Ao mesmo tempo é possível de desta “mãe de todas as confusões” resulte também uma paisagem política diferente. O sistema político britânico é muito estável, favorecido por um sistema eleitoral de círculo uninominais, mas em The great rescrambling of Britain’s parties a The Economist discutis a hipótese de o país estar a assistir a uma repetição das grandes transformações por que passou na década de… 1850. Eis uma passagem desse interessante artigo: “Amid the chaos, the political landscape is shifting. In normal times political talent gravitates to the front benches. Today there is more talent on the backbenches. Mr Corbyn has acted as a talent-repulsion field and Mrs May, never a great promoter of able ministers, has lost 11 members of her cabinet in the past year. The whipping system is at breaking-point as the enforcers lose their ability to bribe and bully and political factions organise themselves via WhatsApp. A few years ago political journalists dreamed of finding the keys to the whips’ offices. Now they dream of finding the electronic keys to WhatsApp groups. Grassroots politics is becoming more important. The demand for a second referendum came initially from disgruntled voters rather than from MPs. At the same time, Brexit supporters in Tory constituencies are pressing wavering MPs to honour the Brexit vote.”
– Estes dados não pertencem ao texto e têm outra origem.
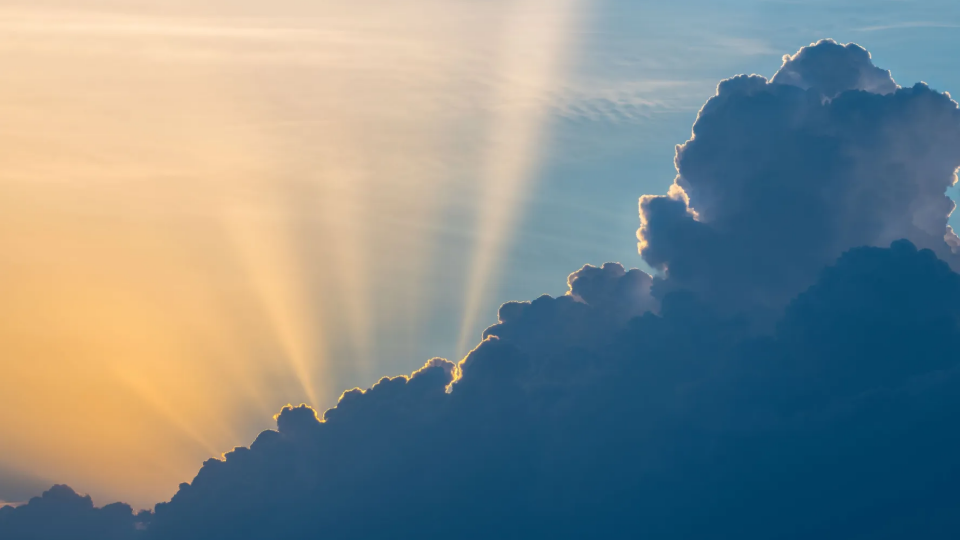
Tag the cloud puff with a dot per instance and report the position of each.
(62, 513)
(608, 414)
(782, 176)
(680, 426)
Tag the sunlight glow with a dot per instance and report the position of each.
(535, 44)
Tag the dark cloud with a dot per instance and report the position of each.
(781, 177)
(608, 414)
(17, 487)
(61, 513)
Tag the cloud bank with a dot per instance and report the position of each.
(652, 407)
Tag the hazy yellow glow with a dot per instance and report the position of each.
(211, 209)
(530, 62)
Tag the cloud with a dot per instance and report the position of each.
(61, 513)
(782, 176)
(612, 412)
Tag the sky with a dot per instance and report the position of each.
(209, 210)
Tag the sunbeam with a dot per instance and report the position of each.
(533, 48)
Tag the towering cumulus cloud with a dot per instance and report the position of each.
(636, 407)
(782, 176)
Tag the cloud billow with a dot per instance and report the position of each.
(783, 176)
(617, 412)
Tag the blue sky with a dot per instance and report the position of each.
(294, 193)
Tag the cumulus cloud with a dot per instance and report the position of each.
(61, 513)
(782, 176)
(614, 412)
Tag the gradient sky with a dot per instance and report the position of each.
(209, 209)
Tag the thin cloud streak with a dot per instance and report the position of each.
(906, 25)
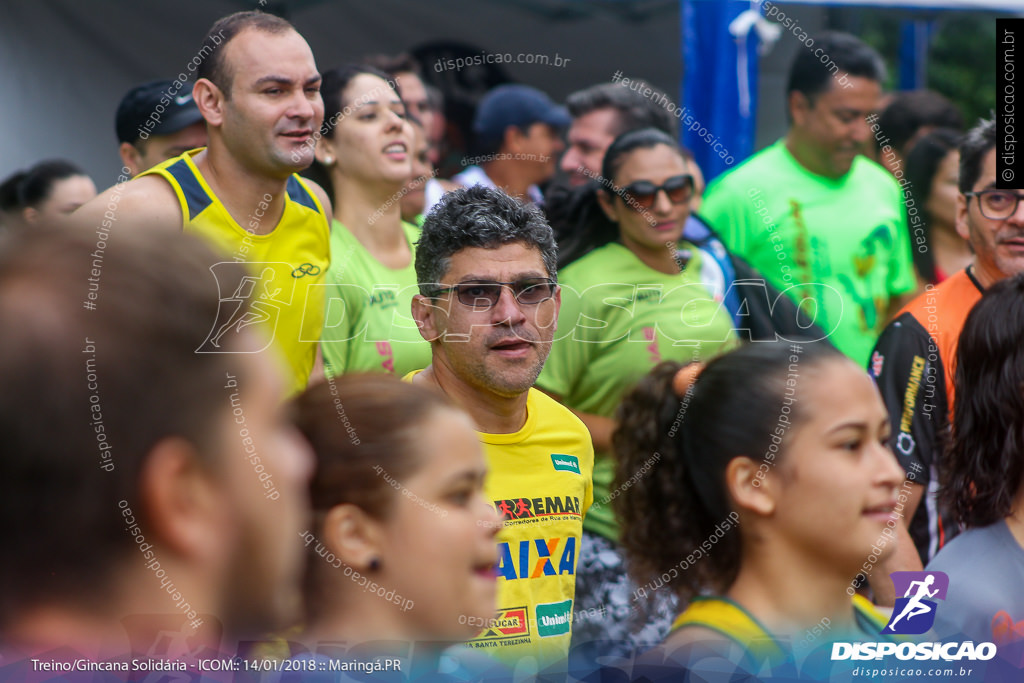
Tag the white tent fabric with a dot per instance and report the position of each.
(65, 65)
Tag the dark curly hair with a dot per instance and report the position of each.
(983, 468)
(576, 214)
(922, 167)
(478, 217)
(680, 447)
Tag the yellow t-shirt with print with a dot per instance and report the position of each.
(540, 480)
(288, 265)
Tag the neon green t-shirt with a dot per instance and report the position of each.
(368, 325)
(841, 243)
(540, 481)
(619, 319)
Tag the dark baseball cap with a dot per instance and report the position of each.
(518, 105)
(160, 108)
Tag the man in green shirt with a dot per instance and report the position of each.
(821, 221)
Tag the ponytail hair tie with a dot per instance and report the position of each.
(685, 378)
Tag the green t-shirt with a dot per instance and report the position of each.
(368, 325)
(620, 318)
(841, 243)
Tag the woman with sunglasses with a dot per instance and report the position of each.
(367, 151)
(632, 297)
(983, 471)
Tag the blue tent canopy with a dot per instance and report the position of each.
(720, 116)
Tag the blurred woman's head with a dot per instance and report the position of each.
(366, 136)
(933, 174)
(786, 439)
(52, 189)
(402, 541)
(414, 197)
(642, 199)
(984, 466)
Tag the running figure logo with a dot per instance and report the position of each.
(914, 612)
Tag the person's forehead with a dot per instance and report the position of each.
(863, 93)
(253, 54)
(987, 176)
(508, 260)
(599, 123)
(411, 86)
(366, 88)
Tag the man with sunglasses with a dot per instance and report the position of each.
(912, 360)
(811, 212)
(488, 304)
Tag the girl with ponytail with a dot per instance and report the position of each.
(755, 489)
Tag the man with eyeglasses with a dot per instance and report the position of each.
(488, 304)
(912, 360)
(820, 220)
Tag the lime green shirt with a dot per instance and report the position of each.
(619, 319)
(841, 247)
(368, 325)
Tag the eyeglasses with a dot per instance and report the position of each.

Termino reencaminhando-vos para alguns eleitores comuns, mais exactamente quatro britânicos com quem Cátia Bruno falou para um especial do Observador publicado ainda antes da votação – Um pescador, uma imigrante, um agricultor e um padre. As histórias de quatro vidas suspensas pelo Brexit – mas onde também se captura esta ideia de que o país vive mergulhado numa trabalhada de que não sabe como sair: “Kevin continuará a ouvir as notícias no seu pequeno rádio, enquanto alimenta as ovelhas. Mas a sensação de que não compreende nada do que se está a passar — e de que, no final, ele é que pode sair prejudicado — continuará a existir. “Acho que estamos todos… Conhece a expressão inglesa punch-drunk? Estamos todos meio bêbados com esta confusão toda.”
O que é compreensível. De resto, na esperança de que este Macroscópio tenha ajudado a tornar mais compreensível esta “awful mess”, despeço-me com votos de bom descanso. E espero poder regressar amanhã com novo tema, este com implicações nacionais (e não, não será o que se está a passar no PSD).